All of this in turn led me to think about rereading and how often I have actually reread a book or had the inclination to do so. With so many amazing new stories coming out, why go back and read something again for a second or even a third time? When you know what is going to happen, why read it?

Having thought on this a bit more, I’ve come up with a shortlist of two books that I have read in the last 5 years that I really want to read again. Before I mention them, I should say there are some long running series that I really enjoy and I do intend to re-read them again, but that’s a much bigger hill to climb than the odd book here and there.

Anyway, the first I am going to re-read was my favourite book which was published in 2010 – The Reapers are the Angels by Alden Bell. It’s a post apocalytic story about a teenage girl called Temple who was born into the world after the disaster and it follows her on a journey across America. Straight away there are a couple of things that really interest me. First, the main character is not someone lookingThe Reapers are the Angels back on the good old days, trying to get back to her old life, and second, this is by an author I’d never heard of before reading Reapers. So I came to this project fairly blind and was utterly blown away. It’s an amazing and remarkable story about loss, love, bravery, family, friendship and a thousand other things. I should also point out that this is a post apocalyptic novel with zombies, but it’s really about Temple and not the undead. They feature in the story, but this is Temple’s story and even though it is set in a horror framework, I wouldn’t classify it as horror in the traditional sense. I’m also not really a horror fan, books or films, so this was a remarkably anomoly. The prose is deceptively simple, bleak and so easy to read and I found myself quickly being drawn into the world. Fans of the Walking Dead show should definitely check it out. Also it’s a fairly slender novel in comparison to some of a similar ilk (The Passage) and in my opinion, far far superior.

The other book I am going to reread could not be more different to Reapers. It is a fairly meaty read that has beautiful prose and yet it is also something that is easy to read. Some fantasy novels are huge doorsteps and that can be intimidating to a new reader, it raises concerns about padding, that it is going to take them months to read, or that it features dozens of point of view which means nothing will be resolved in the first book. Thankfully The Name of the Wind doesn’t suffer from any of those issues. I came to it late but thenThe Name of the Wind found it was a book that I didn’t want to put down.

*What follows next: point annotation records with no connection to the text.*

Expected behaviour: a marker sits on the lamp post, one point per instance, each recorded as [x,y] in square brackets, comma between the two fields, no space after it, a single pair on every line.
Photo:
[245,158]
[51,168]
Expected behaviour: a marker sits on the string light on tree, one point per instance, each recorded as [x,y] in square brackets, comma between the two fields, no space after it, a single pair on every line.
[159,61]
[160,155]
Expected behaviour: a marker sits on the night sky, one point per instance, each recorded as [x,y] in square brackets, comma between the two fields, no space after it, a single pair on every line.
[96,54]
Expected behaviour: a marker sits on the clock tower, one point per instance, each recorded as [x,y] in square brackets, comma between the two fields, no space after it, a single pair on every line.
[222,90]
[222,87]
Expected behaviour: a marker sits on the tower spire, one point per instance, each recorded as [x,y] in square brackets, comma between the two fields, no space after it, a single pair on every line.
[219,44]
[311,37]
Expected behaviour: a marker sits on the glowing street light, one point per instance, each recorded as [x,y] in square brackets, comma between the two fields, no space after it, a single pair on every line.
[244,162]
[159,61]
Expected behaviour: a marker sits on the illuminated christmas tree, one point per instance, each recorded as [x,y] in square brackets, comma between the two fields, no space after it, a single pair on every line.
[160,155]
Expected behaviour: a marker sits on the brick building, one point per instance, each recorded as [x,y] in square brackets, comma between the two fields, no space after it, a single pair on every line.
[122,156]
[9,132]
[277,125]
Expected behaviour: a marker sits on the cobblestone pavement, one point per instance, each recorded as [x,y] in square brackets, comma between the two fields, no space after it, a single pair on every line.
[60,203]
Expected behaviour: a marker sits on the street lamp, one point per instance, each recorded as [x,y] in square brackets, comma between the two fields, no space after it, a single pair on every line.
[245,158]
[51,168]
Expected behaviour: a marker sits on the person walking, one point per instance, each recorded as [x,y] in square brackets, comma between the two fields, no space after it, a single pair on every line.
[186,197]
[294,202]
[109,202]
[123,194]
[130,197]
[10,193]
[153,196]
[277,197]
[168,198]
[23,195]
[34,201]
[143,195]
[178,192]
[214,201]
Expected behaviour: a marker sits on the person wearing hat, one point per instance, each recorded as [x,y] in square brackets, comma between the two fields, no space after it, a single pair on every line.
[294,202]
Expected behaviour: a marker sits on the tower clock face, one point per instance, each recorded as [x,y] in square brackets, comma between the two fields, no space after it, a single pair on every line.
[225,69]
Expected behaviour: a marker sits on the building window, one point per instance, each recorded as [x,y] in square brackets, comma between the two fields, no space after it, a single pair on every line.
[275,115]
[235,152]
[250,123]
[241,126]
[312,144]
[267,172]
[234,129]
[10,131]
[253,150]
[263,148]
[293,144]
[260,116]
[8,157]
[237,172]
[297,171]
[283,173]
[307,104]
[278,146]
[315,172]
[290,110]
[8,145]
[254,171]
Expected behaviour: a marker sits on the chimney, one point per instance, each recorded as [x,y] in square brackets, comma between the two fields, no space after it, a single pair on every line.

I’m also not someone who is particularly drawn to well crafted prose. For me, it’s about the ideas, the story and the characters. Simple and straight forward prose is fine and is actually what I prefer. Too much florid prose can choke a story, can feel like padding and make it difficult to connect and relate to the characters because by the time you get to the end of the sentence you’ve forgotten what was happening at the beginning. The Name of the Wind is jam-packed with lots of amazing ideas, it’s very well written and now that I have a copy of the sequel I want to read the first one again. The stylish prose by Rothfuss enriched my reading experience and didn’t create a barrier.

So, being completely honest, what books are you actually going to reread in the next year or two? What is so special about those books that warrants them getting a reread instead of something new?